Vladislav Ivanov, 27, a part-time model from Vladivostok, Russia, rose to fame much to his own surprise while working as an interpreter on a Chinese reality T.V show.
While filming one of China’s most cut-throat boy band competitions, Produce Camp 101, the producers on set took a liking to Ivanov’s charismatic features, finding themselves short on members. They pitched for him to show them off in front of the cameras, as a contestant.
After signing a contract he would later not be able to breach, Ivanov was known by a new stage name, Lelush. He used this primarily to protect his privacy by separating his on-screen life from his actual person.
Despite purposely slacking throughout the show, Ivanov found himself rising up the ranks every week. Produce Camp 101’s viewers seemed to love his cold front, and kept voting for him to make it to the final line-up, even though he pleaded multiple times that he wished to be eliminated from the competition. The South China Morning Post reported that in an early clip from the show, Ivanov said,
“I hope the judges won’t support me. While the others want to get an A, I want to get an F as it stands for freedom.”

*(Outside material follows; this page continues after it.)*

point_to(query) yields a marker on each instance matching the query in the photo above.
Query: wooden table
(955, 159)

But Ivanov’s reluctant attitude and half-hearted effort in every performance he was asked to do only increased his popularity. His Chinese fanbase didn’t pay attention to his wishes, and instead seemed intrigued by how little he cared about the show and kept voting for him to stay. They even encouraged him to upkeep his popularity and “let him 996,” a well-known Chinese term referring to chronic overwork in which people work from 9 a.m. to 9 p.m, six days a week. Some even went as far as to rent billboards across shopping centres as part of their popularity scheme.

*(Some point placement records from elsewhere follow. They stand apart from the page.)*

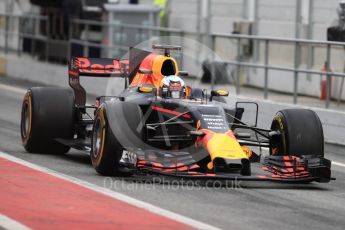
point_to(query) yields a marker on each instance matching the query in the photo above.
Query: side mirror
(147, 89)
(183, 74)
(219, 93)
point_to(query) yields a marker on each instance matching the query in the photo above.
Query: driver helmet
(172, 87)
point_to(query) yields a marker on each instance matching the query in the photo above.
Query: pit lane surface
(243, 206)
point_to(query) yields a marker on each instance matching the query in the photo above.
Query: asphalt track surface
(242, 206)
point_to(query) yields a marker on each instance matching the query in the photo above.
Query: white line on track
(8, 223)
(12, 89)
(119, 196)
(338, 164)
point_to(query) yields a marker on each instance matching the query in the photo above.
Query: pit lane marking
(8, 223)
(338, 164)
(116, 195)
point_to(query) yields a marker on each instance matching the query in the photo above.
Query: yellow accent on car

Ivanov’s fellow contestants had the complete opposite approach during their three months of competition on the show. They were all eager and enthusiastic to win. More importantly, they were all performers, something which Ivanov did not share yet still managed to make through without.
“Dancing, singing, and the expressions, are all not good,” one judge remarked during one of his sample performances.
Breaking into the final round of the competition, Ivanov had already reached viral status. The hashtag #FreeLelush was kickstarted after Russian viewers of the show started campaigning for Ivanov and his release. They saw how even the producers and the hosts would take jabs at him. These people reportedly gave him false hope, suggested that he had not gotten enough votes to stay, telling him that the opposite was true and that he had to stick it out until the end.
In late April of this year, Ivanov was finally free. “Once the program ends I will smile more. Now that I’m here I have no mood to smile,” he said in a livestream before the show’s finals. His story gained him millions of viewers, as well as people accusing him of taking part in a publicity stunt.
Ivanov’s plight calls attention to the ethics of reality shows. Their moral wrongs involve the overly strict rules of idol competitions and the attention of an ignorant audience. It was this ‘fandom’ culture that forced an unwilling man to remain in a competition for three months he’ll never get back.